The newspaper’s editors have since deleted from article, the line: “Social democrats, like Jews, were the first victims of the Holocaust,” replacing it with the more accurate, “Social democrats, like Jews, were the first victims of the National Socialists.”

Gabriel’s good intentions were missed by the director of the Israeli branch of the Simon Wiesenthal Center, Dr. Efraim Zuroff, who said that anyone with knowledge of the Final Solution is aware that the fate of European Jews under the Nazis was different than any other victim. “Gabriel’s claim is a negative exploitation of the memory of the Holocaust,” he said.

It is possible that Dr. Zuroff’s reaction would have been different had he read the article to which he referred.
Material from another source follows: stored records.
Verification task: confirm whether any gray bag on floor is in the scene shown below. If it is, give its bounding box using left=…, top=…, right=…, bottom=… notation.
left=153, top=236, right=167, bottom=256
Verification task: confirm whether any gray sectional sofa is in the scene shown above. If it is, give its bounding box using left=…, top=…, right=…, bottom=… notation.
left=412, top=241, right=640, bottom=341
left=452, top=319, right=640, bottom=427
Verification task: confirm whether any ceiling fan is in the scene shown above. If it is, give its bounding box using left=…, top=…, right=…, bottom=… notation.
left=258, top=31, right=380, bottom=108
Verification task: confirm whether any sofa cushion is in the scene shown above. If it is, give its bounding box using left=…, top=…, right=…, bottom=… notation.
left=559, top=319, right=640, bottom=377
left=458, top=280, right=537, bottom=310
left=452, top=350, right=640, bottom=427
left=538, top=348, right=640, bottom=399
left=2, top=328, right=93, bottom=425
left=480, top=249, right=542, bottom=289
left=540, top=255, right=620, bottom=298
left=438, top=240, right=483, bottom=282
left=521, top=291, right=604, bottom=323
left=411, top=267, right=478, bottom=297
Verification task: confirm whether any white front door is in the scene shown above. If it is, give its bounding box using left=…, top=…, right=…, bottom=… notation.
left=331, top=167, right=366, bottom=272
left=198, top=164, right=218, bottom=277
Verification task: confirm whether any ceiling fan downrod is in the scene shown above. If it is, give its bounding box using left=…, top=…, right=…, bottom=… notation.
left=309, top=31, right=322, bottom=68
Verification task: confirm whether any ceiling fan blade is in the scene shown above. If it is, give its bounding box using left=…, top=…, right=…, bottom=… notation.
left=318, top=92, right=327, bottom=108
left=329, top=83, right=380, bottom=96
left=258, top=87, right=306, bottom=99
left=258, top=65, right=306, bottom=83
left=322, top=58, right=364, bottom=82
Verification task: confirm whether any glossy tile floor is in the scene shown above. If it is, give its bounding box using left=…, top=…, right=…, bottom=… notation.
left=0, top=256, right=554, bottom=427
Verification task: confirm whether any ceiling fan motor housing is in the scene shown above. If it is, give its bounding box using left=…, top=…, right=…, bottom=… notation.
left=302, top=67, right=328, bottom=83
Yad Vashem also condemned Gabriel’s statement, saying: “It is very unfortunate that an unnecessary and historically incorrect statement found its way into the political storm surrounding Gabriel’s cancelled meeting with Prime Minister Benjamin Netanyahu.”

A spokesman for the German foreign ministry said that Gabriel is a close friend of Israel and has always accepted Germany’s responsibility for the Holocaust and for Israel’s security. “There can be no doubt about this, and the foreign minister made this statement again during his (recent) visit to Yad Vashem,” the spokesman said.